425 Mon sang serait en vain par le sceptre illustré
Si moi-même à mes yeux j’étais déshonoré ;
Ces titres de l’orgueil, les rangs, les diadèmes,
Idoles des humains, ne sont rien par eux-mêmes :
Ce n’est point dans des noms que réside l’honneur,
430 Et nos devoirs remplis font seuls notre grandeur.
Mais de vos sentiments je connais la noblesse ;
Maître de vous, Seigneur, vainqueur d’une faiblesse,
Vous n’immolerez point vos premières vertus,
Et la paix, et la gloire, et peut-être encor plus.
435 Oui, je crains tout pour vous ; vieilli sur ces rivages,
J’en connais les écueils, j’en ai vu les naufrages.
La plus faible étincelle embrase ce climat,
Et rien dans ces moments n’est sacré que l’État.
Qui vous en dirait moins dans ce péril extrême
440 Trahirait la patrie, et l’honneur, et vous-même.
ÉDOUARD.
Votre zèle m’est cher ; mais un injuste effroi
Vous fait porter trop loin vos alarmes pour moi.
Élevé dans la paix, nourri dans des maximes
Dont le préjugé seul fait des droits légitimes,
445 Vous pensez qu’y souscrire et régner faiblement
Est l’unique chemin pour régner sûrement ;
Mais des maîtres du monde et des âmes guerrières
Le ciel étend plus loin l’espoir et les lumières ;
Et, couronnant nos faits, il apprend aux États
450 Qu’un vainqueur fait les lois, et qu’il n’en reçoit pas.
Par quel ordre en effet faut-il que je me lie
Aux exemples des temps qui précédent ma vie ;
Qu’esclave du passé, souverain sans pouvoir,
Dans les erreurs des morts je lise mon devoir,
455 Et que d’un pas tremblant je choisisse mes guides
Dans ce peuple oublié de monarques timides,
Qu’on a vus, l’un de l’autre imitateurs bornés,
Obéir sur le trône, esclaves couronnés ?
Vous savez mes desseins, c’est à vous d’y répondre.
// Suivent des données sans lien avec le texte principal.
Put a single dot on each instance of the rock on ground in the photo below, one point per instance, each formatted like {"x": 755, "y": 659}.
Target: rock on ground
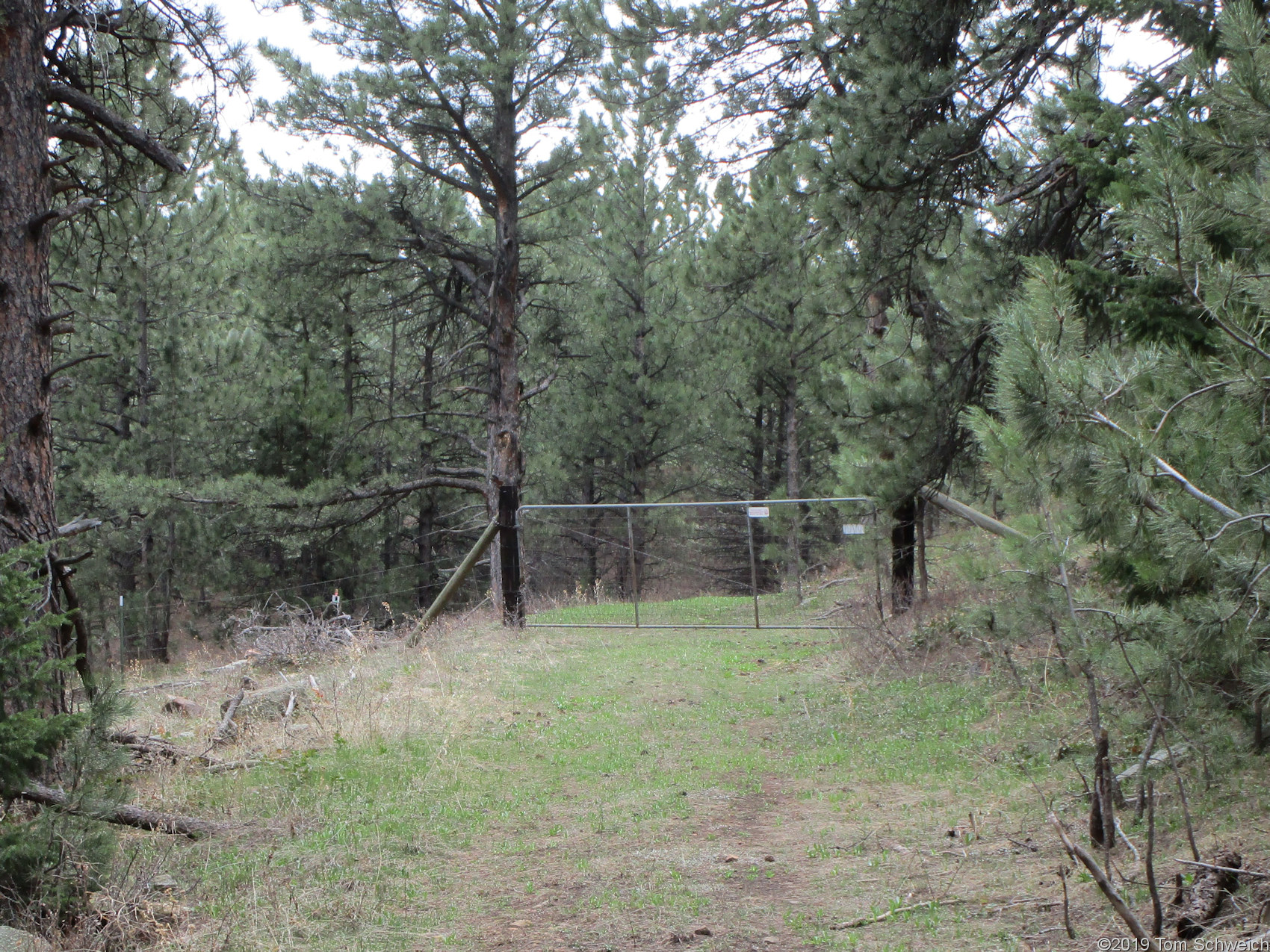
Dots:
{"x": 18, "y": 941}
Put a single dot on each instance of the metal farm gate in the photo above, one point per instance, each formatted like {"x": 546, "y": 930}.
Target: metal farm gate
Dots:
{"x": 613, "y": 565}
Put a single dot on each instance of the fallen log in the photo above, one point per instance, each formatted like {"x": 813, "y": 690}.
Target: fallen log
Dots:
{"x": 228, "y": 721}
{"x": 1206, "y": 894}
{"x": 149, "y": 744}
{"x": 123, "y": 814}
{"x": 885, "y": 917}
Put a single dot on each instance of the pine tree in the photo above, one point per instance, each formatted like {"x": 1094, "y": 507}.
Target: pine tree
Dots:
{"x": 457, "y": 93}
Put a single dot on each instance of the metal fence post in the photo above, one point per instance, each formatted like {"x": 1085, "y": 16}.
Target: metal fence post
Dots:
{"x": 753, "y": 567}
{"x": 631, "y": 545}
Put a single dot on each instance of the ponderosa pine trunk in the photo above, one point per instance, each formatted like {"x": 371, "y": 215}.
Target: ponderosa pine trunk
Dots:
{"x": 793, "y": 569}
{"x": 504, "y": 419}
{"x": 25, "y": 334}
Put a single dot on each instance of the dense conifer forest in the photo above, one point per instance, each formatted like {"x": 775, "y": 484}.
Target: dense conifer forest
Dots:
{"x": 629, "y": 253}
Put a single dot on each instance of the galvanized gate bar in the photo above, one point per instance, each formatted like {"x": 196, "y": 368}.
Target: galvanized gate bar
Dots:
{"x": 715, "y": 503}
{"x": 695, "y": 627}
{"x": 753, "y": 562}
{"x": 753, "y": 567}
{"x": 631, "y": 545}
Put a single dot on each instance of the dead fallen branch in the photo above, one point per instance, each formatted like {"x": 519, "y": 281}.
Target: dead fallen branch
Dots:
{"x": 1206, "y": 894}
{"x": 883, "y": 917}
{"x": 123, "y": 814}
{"x": 1077, "y": 852}
{"x": 1224, "y": 868}
{"x": 149, "y": 744}
{"x": 228, "y": 720}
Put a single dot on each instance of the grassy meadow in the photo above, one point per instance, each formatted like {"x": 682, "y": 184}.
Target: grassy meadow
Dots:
{"x": 571, "y": 788}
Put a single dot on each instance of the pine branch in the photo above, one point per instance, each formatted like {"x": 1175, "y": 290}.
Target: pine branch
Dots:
{"x": 123, "y": 130}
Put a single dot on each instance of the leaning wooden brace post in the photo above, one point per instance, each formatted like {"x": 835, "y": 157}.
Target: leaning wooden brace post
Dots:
{"x": 972, "y": 516}
{"x": 461, "y": 573}
{"x": 509, "y": 555}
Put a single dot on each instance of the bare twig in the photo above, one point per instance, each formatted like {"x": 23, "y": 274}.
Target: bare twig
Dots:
{"x": 1067, "y": 908}
{"x": 1077, "y": 852}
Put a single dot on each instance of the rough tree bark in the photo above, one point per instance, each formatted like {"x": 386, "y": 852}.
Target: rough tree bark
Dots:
{"x": 791, "y": 484}
{"x": 25, "y": 340}
{"x": 504, "y": 417}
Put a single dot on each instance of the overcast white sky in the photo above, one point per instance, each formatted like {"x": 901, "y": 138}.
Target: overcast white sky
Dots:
{"x": 248, "y": 22}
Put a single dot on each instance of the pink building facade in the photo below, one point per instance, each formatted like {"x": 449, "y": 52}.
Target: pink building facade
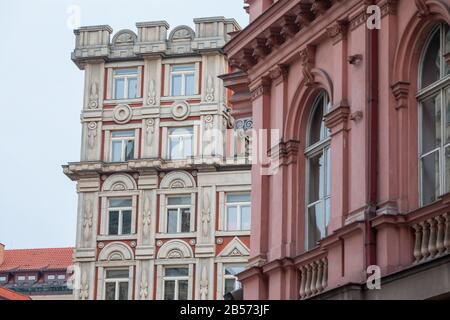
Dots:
{"x": 359, "y": 92}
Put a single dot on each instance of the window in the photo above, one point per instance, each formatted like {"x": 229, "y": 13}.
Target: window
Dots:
{"x": 176, "y": 283}
{"x": 180, "y": 143}
{"x": 230, "y": 282}
{"x": 318, "y": 174}
{"x": 238, "y": 212}
{"x": 434, "y": 117}
{"x": 179, "y": 214}
{"x": 122, "y": 146}
{"x": 116, "y": 284}
{"x": 125, "y": 83}
{"x": 119, "y": 216}
{"x": 183, "y": 80}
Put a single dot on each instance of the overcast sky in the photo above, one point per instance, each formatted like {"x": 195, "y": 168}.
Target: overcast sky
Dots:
{"x": 41, "y": 100}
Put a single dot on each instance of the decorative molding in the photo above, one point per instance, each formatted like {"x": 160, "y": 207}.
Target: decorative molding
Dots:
{"x": 400, "y": 90}
{"x": 151, "y": 96}
{"x": 206, "y": 214}
{"x": 236, "y": 248}
{"x": 204, "y": 283}
{"x": 209, "y": 97}
{"x": 122, "y": 114}
{"x": 338, "y": 115}
{"x": 92, "y": 134}
{"x": 93, "y": 96}
{"x": 150, "y": 130}
{"x": 180, "y": 110}
{"x": 87, "y": 220}
{"x": 338, "y": 31}
{"x": 307, "y": 57}
{"x": 423, "y": 8}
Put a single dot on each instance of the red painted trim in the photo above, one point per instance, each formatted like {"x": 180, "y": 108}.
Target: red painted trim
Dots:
{"x": 142, "y": 81}
{"x": 163, "y": 72}
{"x": 105, "y": 85}
{"x": 200, "y": 78}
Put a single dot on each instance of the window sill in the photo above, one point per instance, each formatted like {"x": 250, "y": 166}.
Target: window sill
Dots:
{"x": 175, "y": 235}
{"x": 123, "y": 101}
{"x": 232, "y": 233}
{"x": 112, "y": 238}
{"x": 174, "y": 98}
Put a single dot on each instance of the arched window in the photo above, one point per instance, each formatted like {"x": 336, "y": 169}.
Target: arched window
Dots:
{"x": 434, "y": 116}
{"x": 317, "y": 173}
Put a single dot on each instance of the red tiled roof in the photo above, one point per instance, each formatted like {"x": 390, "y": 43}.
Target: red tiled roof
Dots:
{"x": 37, "y": 259}
{"x": 7, "y": 294}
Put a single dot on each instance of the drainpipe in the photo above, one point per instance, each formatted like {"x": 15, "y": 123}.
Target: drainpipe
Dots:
{"x": 372, "y": 149}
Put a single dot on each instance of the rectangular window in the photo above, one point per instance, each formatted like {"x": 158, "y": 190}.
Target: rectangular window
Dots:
{"x": 116, "y": 284}
{"x": 122, "y": 146}
{"x": 238, "y": 213}
{"x": 230, "y": 282}
{"x": 126, "y": 83}
{"x": 119, "y": 216}
{"x": 178, "y": 214}
{"x": 183, "y": 80}
{"x": 176, "y": 283}
{"x": 180, "y": 143}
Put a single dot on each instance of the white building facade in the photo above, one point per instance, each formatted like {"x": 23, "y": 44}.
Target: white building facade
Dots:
{"x": 164, "y": 176}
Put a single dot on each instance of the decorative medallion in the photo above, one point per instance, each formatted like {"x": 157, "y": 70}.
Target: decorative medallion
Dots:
{"x": 180, "y": 110}
{"x": 122, "y": 113}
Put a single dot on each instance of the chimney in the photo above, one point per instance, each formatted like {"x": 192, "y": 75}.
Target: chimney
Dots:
{"x": 2, "y": 253}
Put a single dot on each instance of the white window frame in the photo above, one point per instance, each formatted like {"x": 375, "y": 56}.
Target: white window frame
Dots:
{"x": 311, "y": 151}
{"x": 182, "y": 138}
{"x": 183, "y": 74}
{"x": 228, "y": 276}
{"x": 239, "y": 212}
{"x": 437, "y": 88}
{"x": 126, "y": 78}
{"x": 179, "y": 207}
{"x": 117, "y": 282}
{"x": 176, "y": 279}
{"x": 124, "y": 141}
{"x": 120, "y": 209}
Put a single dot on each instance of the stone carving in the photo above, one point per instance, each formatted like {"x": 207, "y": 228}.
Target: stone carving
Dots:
{"x": 93, "y": 96}
{"x": 208, "y": 122}
{"x": 143, "y": 292}
{"x": 423, "y": 8}
{"x": 87, "y": 220}
{"x": 122, "y": 113}
{"x": 151, "y": 96}
{"x": 180, "y": 110}
{"x": 206, "y": 214}
{"x": 204, "y": 284}
{"x": 175, "y": 254}
{"x": 244, "y": 124}
{"x": 84, "y": 287}
{"x": 92, "y": 134}
{"x": 150, "y": 130}
{"x": 209, "y": 97}
{"x": 307, "y": 57}
{"x": 146, "y": 219}
{"x": 124, "y": 37}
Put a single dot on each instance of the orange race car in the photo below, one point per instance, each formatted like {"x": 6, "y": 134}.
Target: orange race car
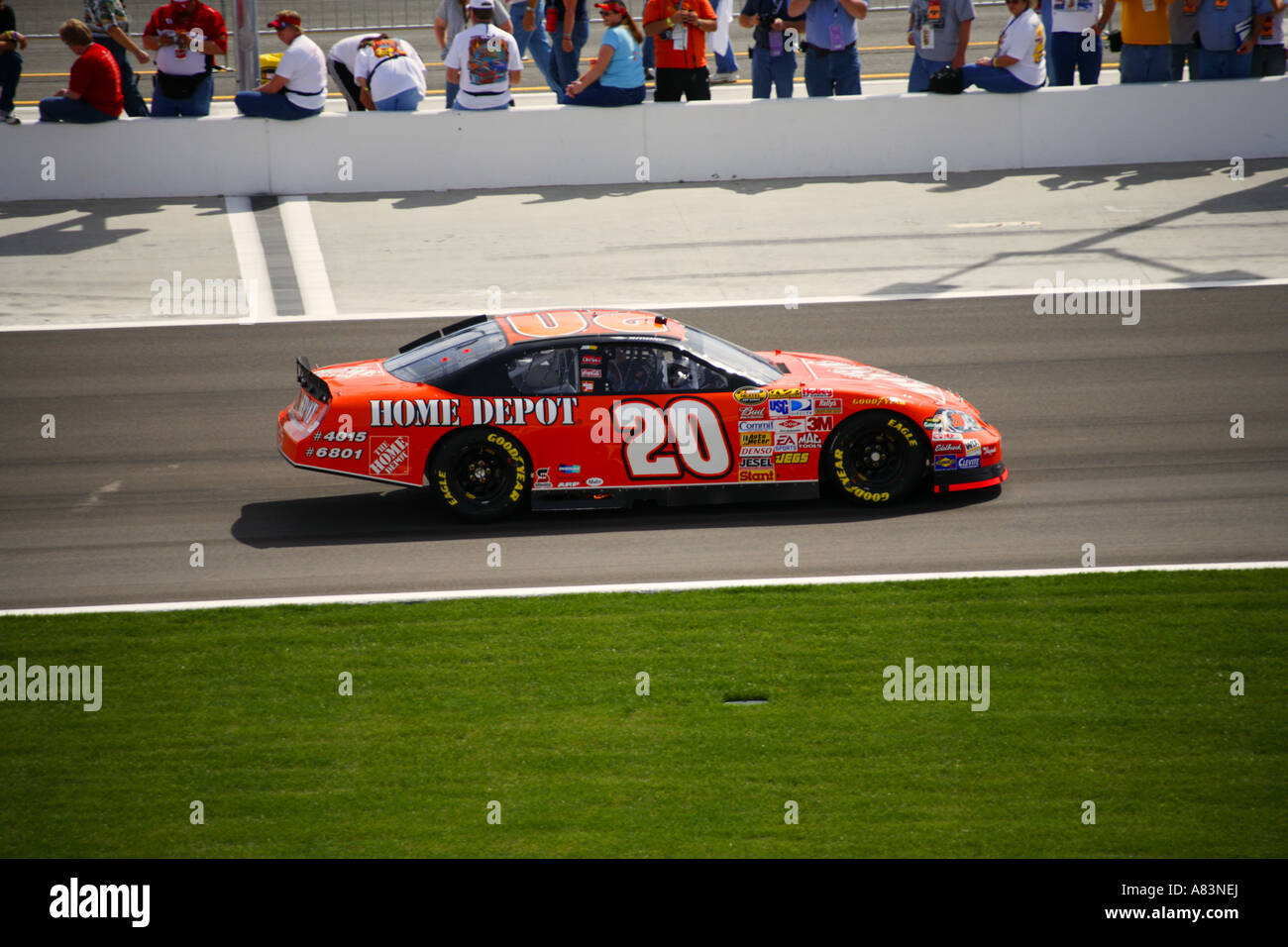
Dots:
{"x": 580, "y": 408}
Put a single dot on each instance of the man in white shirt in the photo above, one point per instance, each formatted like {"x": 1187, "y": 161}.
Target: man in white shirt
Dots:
{"x": 297, "y": 89}
{"x": 484, "y": 60}
{"x": 390, "y": 75}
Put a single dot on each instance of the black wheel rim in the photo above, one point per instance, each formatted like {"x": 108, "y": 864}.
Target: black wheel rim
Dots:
{"x": 481, "y": 474}
{"x": 876, "y": 459}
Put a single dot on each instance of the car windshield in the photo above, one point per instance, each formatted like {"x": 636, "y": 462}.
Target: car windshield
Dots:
{"x": 725, "y": 355}
{"x": 438, "y": 359}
460 On m’apprend qu’Eugénie est prête à quitter Londres :
Qu’elle reste en ces lieux. Vous-même en cet instant
Allez lui déclarer que le trône l’attend :
Fiez-vous à mon sort, à quelque renommée,
Ou, s’il le faut enfin, au pouvoir d’une armée,
465 De la force des lois que ma voix prescrira,
Et du soin d’y ranger qui les méconnaîtra.
VORCESTRE.
Vous voulez accabler un peuple magnanime ;
Vous voyez devant vous la première victime :
Oui, de mes vrais devoirs instruit et convaincu,
470 S’il faut les violer, prononcez, j’ai vécu.
Je connais Eugénie, et j’ose attendre d’elle
Qu’à tous mes sentiments elle sera fidèle :
Elle n’a pour aïeux que de vrais citoyens,
Des droits de la patrie inflexibles soutiens ;
475 Et le sceptre, à ses yeux sera d’un moindre lustre
Qu’un refus honorable, ou qu’un trépas illustre :
Mais si, trompant mes soins, ma fille obéissait,
Si, changé jusque-là, son coeur se trahissait...
Un exil éternel...
ÉDOUARD.
Un exil éternel... Arrêtez, téméraire ;
480 Exécutez mon ordre, ou craignez ma colère.
Quant aux soins de l’État, je saurai commander;
Et je n’ai plus ici d’avis à demander.